Histones are highly posttranslationally modified proteins that regulate gene expression by modulating chromatin structure and function. Acetylation and methylation are the most abundant histone modifications, with methylation occurring on lysine (mono-, di-, and trimethylation) and arginine (mono- and dimethylation) predominately on histones H3 and H4. In addition, arginine dimethylation can occur either symmetrically (SDMA) or asymmetrically (ADMA) conferring different biological functions. Despite the importance of histone methylation on gene regulation, characterization and quantitation of this modification have proven to be quite challenging. Great advances have been made in the analysis of histone modification using both bottom-up and top-down mass spectrometry (MS). However, MS-based analysis of histone posttranslational modifications (PTMs) is still problematic, due both to the basic nature of the histone N-terminal tails and to the combinatorial complexity of the histone PTMs. In this report, we describe a simplified MS-based platform for histone methylation analysis. The strategy uses chemical acetylation with d
0
-acetic anhydride to collapse all the differently acetylated histone forms into one form, greatly reducing the complexity of the peptide mixture and improving sensitivity for the detection of methylation
via
summation of all the differently acetylated forms.

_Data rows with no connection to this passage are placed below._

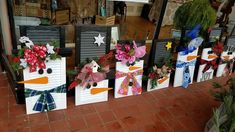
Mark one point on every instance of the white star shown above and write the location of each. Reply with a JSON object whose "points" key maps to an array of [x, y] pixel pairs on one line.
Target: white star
{"points": [[50, 49], [195, 42], [99, 40], [23, 63]]}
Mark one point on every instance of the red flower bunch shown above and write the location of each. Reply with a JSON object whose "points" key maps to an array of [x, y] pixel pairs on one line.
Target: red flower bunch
{"points": [[218, 48], [35, 57], [16, 59]]}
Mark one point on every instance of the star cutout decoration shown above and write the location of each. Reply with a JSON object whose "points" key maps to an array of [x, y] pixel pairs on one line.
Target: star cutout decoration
{"points": [[168, 45], [99, 40]]}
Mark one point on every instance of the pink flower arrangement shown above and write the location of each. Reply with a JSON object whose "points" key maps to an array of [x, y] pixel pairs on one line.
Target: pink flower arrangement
{"points": [[129, 53], [33, 56]]}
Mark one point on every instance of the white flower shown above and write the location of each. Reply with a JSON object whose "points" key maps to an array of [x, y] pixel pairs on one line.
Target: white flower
{"points": [[23, 63], [50, 49]]}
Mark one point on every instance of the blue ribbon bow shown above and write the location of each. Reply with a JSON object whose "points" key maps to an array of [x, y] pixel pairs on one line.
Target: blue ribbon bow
{"points": [[45, 101], [186, 73]]}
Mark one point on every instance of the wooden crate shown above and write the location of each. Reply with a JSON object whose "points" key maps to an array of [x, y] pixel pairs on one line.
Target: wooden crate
{"points": [[99, 20]]}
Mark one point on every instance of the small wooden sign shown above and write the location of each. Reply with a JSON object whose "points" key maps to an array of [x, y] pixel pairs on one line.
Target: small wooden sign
{"points": [[62, 16]]}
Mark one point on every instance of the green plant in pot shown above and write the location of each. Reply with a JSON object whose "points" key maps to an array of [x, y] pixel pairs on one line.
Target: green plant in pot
{"points": [[223, 119], [193, 13]]}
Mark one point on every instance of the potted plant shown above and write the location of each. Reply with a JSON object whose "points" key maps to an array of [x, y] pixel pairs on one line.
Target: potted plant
{"points": [[223, 119], [193, 13]]}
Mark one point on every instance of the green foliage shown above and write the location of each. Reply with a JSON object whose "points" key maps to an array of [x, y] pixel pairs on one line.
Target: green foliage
{"points": [[195, 12], [226, 94]]}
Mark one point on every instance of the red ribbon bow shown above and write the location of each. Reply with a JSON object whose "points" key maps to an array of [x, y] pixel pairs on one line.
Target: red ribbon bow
{"points": [[209, 64]]}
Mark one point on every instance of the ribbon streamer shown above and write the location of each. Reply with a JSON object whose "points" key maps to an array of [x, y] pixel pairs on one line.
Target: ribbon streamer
{"points": [[46, 100], [136, 88], [186, 72], [229, 66], [209, 64]]}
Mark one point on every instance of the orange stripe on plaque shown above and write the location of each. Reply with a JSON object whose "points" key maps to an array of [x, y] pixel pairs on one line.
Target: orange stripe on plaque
{"points": [[41, 80], [191, 57], [212, 56], [162, 80], [99, 90], [131, 68]]}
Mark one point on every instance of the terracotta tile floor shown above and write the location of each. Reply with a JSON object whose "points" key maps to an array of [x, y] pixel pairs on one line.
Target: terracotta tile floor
{"points": [[166, 110]]}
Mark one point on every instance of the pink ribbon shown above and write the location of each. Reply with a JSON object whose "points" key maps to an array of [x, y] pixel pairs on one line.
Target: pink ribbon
{"points": [[136, 88], [88, 77]]}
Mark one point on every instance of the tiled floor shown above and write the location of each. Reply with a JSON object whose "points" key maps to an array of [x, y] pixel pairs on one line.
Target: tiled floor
{"points": [[166, 110]]}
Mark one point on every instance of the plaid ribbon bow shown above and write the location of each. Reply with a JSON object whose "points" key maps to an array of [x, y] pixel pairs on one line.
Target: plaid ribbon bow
{"points": [[45, 101], [186, 73], [229, 65], [209, 64], [136, 88]]}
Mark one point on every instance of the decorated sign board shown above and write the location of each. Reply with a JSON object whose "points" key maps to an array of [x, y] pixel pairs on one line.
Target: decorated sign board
{"points": [[84, 95], [161, 51], [114, 36], [185, 65], [227, 58], [129, 68], [186, 61], [226, 64], [91, 41], [208, 56], [215, 34], [54, 91], [44, 34], [129, 79]]}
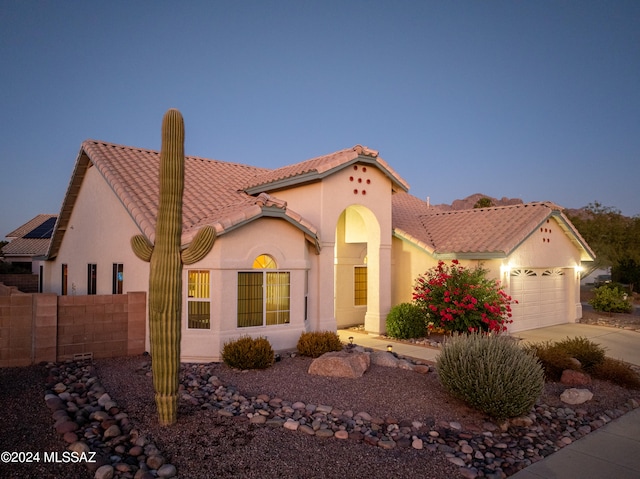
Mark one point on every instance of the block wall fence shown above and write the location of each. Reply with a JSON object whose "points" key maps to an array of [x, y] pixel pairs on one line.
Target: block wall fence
{"points": [[36, 327]]}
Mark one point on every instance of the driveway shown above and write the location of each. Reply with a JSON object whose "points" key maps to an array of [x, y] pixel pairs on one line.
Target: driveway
{"points": [[618, 343]]}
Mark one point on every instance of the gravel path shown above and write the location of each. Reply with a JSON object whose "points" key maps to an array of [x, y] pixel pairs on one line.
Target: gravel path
{"points": [[26, 425], [203, 445]]}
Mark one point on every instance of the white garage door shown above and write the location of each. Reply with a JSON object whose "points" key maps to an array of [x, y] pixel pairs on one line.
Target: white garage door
{"points": [[542, 298]]}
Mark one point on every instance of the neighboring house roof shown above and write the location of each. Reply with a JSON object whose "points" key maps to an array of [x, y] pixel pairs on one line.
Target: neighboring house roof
{"points": [[318, 168], [32, 238], [481, 233]]}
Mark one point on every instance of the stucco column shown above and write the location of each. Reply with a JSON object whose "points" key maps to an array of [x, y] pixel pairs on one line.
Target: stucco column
{"points": [[325, 319], [378, 288]]}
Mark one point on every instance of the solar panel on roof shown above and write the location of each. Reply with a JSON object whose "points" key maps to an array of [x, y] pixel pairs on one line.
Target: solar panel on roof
{"points": [[45, 230]]}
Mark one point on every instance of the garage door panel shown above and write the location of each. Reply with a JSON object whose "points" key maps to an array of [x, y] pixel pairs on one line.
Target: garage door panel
{"points": [[541, 295]]}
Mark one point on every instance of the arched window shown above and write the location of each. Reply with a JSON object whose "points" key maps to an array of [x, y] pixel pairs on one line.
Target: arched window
{"points": [[264, 295], [264, 261]]}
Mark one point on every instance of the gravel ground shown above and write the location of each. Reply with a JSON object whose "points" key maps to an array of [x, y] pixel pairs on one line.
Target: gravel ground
{"points": [[26, 425], [202, 444]]}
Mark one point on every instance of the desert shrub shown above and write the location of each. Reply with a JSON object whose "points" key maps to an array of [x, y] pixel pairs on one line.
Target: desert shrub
{"points": [[248, 353], [587, 352], [611, 299], [317, 343], [617, 372], [460, 299], [553, 359], [490, 373], [406, 321]]}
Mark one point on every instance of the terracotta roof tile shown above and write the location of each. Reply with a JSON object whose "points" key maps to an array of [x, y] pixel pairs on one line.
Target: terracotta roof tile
{"points": [[494, 231], [211, 195], [29, 226], [316, 168], [27, 247], [20, 246]]}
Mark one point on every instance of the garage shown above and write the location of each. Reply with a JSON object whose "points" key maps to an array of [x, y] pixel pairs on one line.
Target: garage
{"points": [[541, 295]]}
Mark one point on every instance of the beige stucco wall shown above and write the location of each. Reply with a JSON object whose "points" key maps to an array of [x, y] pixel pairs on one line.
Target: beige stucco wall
{"points": [[547, 247], [368, 190], [235, 251]]}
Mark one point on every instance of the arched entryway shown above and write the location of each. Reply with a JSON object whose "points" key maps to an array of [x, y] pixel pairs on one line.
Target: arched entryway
{"points": [[361, 271]]}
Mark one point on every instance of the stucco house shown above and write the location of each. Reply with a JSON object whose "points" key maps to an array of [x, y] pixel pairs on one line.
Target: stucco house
{"points": [[326, 243]]}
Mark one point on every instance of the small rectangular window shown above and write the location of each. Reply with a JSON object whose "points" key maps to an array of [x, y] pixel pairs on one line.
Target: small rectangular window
{"points": [[92, 278], [65, 274], [278, 300], [118, 278], [198, 299], [360, 286]]}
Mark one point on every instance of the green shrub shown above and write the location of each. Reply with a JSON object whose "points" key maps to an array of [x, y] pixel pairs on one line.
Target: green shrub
{"points": [[490, 373], [406, 321], [317, 343], [553, 359], [587, 352], [617, 372], [248, 353], [611, 299]]}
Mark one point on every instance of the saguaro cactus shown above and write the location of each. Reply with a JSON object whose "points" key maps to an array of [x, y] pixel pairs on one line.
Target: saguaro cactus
{"points": [[165, 274]]}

We have used this strategy for the robust identification and relative quantitation of H4R3 methylation, for which stoichiometry and symmetry status were determined, providing an antibody-independent evidence that H4R3 is a substrate for both Type I and Type II PRMTs. Additionally, this approach permitted the robust detection of H4K5 monomethylation, a very low stoichiometry methylation event (0.02% methylation). In an independent example, we developed an
in vitro
assay to profile H3K27 methylation and applied it to an EZH2 mutant xenograft model following small-molecule inhibition of the EZH2 methyltransferase. These specific examples highlight the utility of this simplified MS-based approach to quantify histone methylation profiles.